RM News – Hasil tes Covid-19 menggunakan metode RT PCR di Bandara Soekarno Hatta (Soetta) diketahui bisa keluar dalam waktu tiga jam saja setelah pengambilan sampel. Namun, hal tersebut hanya diperuntukkan bagi penumpang pesawat dengan kriteria tertentu.
Manager Area Farmalab Bandara Soetta, Yufaiza menjelaskan, tidak semua calon penumpang bisa melakukan tes PCR dengan hasil tiga jam, melainkan hanya untuk calon penumpang dengan kriteria tertentu seperti keperluan mendesak.
Terlebih lagi, sambung Yufaiza, layanan di atas dikhususkan untuk penumpang yang mengantongi tiket penerbangan di hari yang sama.

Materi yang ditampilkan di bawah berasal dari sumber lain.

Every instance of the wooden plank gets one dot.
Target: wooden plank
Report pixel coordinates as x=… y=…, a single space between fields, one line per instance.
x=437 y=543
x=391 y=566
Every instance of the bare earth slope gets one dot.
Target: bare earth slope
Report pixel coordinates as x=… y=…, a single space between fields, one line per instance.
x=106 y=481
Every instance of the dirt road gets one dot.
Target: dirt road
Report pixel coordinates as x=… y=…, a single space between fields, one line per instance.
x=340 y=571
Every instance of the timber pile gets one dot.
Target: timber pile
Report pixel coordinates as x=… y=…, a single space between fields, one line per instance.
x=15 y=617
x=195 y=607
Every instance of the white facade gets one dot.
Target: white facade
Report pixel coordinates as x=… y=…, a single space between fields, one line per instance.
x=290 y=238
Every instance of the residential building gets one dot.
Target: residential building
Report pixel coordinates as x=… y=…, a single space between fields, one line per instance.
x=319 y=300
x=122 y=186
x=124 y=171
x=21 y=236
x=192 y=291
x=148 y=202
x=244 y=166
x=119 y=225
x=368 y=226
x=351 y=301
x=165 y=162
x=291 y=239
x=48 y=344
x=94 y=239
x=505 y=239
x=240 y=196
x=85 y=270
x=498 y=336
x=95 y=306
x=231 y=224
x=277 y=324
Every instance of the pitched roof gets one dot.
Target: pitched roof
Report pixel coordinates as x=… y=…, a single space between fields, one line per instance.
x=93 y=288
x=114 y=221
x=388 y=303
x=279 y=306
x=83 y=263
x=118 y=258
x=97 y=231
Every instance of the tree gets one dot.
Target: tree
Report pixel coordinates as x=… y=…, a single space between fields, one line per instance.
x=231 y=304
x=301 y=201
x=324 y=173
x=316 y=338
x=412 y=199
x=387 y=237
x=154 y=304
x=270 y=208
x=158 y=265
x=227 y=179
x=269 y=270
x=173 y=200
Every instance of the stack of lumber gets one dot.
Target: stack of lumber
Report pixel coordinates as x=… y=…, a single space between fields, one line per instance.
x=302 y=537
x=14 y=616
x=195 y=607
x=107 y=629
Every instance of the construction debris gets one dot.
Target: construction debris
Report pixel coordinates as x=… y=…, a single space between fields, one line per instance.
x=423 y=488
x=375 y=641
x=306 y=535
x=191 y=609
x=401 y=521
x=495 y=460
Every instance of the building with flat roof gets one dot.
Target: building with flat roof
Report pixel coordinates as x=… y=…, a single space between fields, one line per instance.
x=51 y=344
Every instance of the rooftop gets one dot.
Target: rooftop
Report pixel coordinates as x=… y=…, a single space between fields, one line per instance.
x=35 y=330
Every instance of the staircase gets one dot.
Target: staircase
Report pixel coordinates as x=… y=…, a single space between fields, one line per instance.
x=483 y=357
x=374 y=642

“Jadi kita bisa mengeluarkan hasil tiga jam untuk di area drive thru-nya. Tapi ada persyaratannya juga, si penumpang wajib mempunyai tiket terbang hari yang sama di atas enam jam,” ucap Yufaiza, Selasa (26/10/2021).
Hal senada dikatakan, Senior Manager Branch Communication and Legal Bandara Soekarno-Hatta, M Holik Muardi. Ia menegaskan, fasilitas tersebut hanya bisa diperoleh penumpang yang terbang di hari yang sama dengan pengambilan sampel.
“Khusus bagi calon penumpang pesawat yang melakukan tes di layanan RT-PCR drive thru AHC di Terminal 3 dan menunjukkan tiket penerbangan pada hari yang sama dengan tes, dapat mengetahui hasil tes RT-PCR dalam waktu kisaran tiga jam setelah sampel diambil,” kata Holik.
Selain di layanan drive thru Terminal 3, hasil tes PCR calon penumpang tetap membutuhkan waktu sekitar 1 x 24 jam.
Adapun layanan tes PCR selain di drive thru Terminal 3 yang dimaksud adalah walk in service serta pre-order service di Terminal 3.
“Serta walk in service, pre-order service, dan drive thru service di Terminal 2, hasilnya tetap dapat diketahui 1 x 24 jam,” ucap Holik.
Diketahui, sebelumnya hasil PCR di Bandara Soekarno-Hatta paling cepat keluar dalam 1×24 jam.
Kemudian dengan adanya aturan baru, calon penumpang pesawat dari Bandara Soetta dengan tujuan Jawa-Bali wajib membawa hasil tes RT PCR meski sudah divaksinasi Covid-19 sebanyak dua kali mulai Ahad 24 Oktober kemarin.
Kewajiban soal membawa tes PCR itu berdasar SE Satgas Covid-19 Nomor 21 tahun 2021 dan SE Kementerian Perhubungan (Kemenhub) Nomor 85 tahun 2021.